Los 5013

Bruegel d. Ä., Pieter - nach
(um 1525 Breda - 1569 Brüssel)Solicitudo rustica

Schätzung
12.000€ (US$ 12,632)

Abgabe von Vorgeboten möglich

Los 5013 - Bruegel d. Ä., Pieter - nach - Solicitudo rustica  - 0 - thumbExtragroße Abbildung

Aus dem Katalog
Low Countries – Niederländische Druckgraphik
Auktionsdatum 1.6.2022

Lot 5013, Auction  119, Bruegel d. Ä., Pieter - nach, Solicitudo rustica

nach. Solicitudo rustica (Dörfliche Sorgen).
Kupferstich von Johannes und Lucas Doetecum. 32,3 x 42,7 cm. Bastelaer 12, Hollstein 9, Orenstein (New Hollstein) 55 I (von II).

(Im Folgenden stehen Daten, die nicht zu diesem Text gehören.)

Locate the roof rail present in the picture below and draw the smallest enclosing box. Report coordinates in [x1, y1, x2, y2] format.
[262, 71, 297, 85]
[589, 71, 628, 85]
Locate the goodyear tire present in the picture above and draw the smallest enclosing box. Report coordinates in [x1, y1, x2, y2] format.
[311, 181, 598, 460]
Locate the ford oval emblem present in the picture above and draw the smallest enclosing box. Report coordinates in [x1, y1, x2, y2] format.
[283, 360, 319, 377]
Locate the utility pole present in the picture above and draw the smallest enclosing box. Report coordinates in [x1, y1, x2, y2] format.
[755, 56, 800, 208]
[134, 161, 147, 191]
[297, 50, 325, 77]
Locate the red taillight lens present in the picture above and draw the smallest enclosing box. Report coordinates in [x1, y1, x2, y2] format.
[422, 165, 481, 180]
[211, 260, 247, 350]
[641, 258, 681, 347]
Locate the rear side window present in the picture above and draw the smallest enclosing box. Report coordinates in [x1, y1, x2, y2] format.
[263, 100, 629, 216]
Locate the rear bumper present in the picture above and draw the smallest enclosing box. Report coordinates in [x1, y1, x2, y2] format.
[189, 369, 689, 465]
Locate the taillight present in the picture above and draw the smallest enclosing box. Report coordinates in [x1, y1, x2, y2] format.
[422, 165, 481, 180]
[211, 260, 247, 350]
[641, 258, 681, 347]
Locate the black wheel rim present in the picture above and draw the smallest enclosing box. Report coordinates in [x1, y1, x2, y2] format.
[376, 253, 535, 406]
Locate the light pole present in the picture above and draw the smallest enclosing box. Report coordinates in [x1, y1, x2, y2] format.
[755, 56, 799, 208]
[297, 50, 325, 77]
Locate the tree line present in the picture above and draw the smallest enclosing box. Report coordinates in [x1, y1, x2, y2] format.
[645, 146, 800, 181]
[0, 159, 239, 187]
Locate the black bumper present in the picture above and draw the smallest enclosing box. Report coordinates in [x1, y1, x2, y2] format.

Wenn Joachim Patinir als Begründer der niederländischen Landschaftsmalerei gilt, so muss man in Pieter Bruegel ihren größten Erneurer sehen. Sein von einer humanistischen Haltung geprägter Blick auf das Diesseits verlieh den unscheinbarsten Dingen eine bis dahin ungekannte Bildwürdigkeit. Ausschlaggebend für Bruegels Landschaftskonzeption war eine längere Italienreise zwischen 1551 und 1554. Auf seiner Rückreise prägten ihn vor allem die Gegenden um das Tessin, den Gotthard sowie Graubünden und Tirol und so wird berichtet, dass Bruegel während seiner Alpenreise die Eindrücke der Berge und Flüsse verschlang, um sie nach seiner Rückkehr nach Antwerpen auf seine Bilder auszuspucken (Karel van Mander, 1604, Schilder-boeck). Die entstandenen topographischen Zeichnungen bildeten die Grundlage der Zwölf großen Landschaften, die ab 1555 für den Verlag von Hieronymus Cock entstanden. Sie markieren gleichsam den Übergang von der imaginierten Weltlandschaft zu der gelebten Überschaulandschaft (Matthias Wohlgemuth). Solicitudo rustica ist zweifellos eine der schönsten Darstellungen der Folge, in der Bruegel zahlreiche winzige Figuren mit alltäglichen Aufgaben einbettet, aber auch Momente der Muße festhält.
Mit der Adresse von Hieronymus Cock. Brillanter, zarttoniger und differenzierter Abzug mit feinem Rändchen um die Facette. Verso leichte geglätte Mittelfalte mit zarten Trockenfältchen, oben unauffällige diagonale, geglätette Quetschspur mit dezenten Retuschepunkten, unmerkliche Ausbesserungen in den oberen Eckenspitzen sowie rechts mittig, die weißen Eckenspitzen angeschrägt, sonst vollkommen und tadellos schön erhaltenes Exemplar.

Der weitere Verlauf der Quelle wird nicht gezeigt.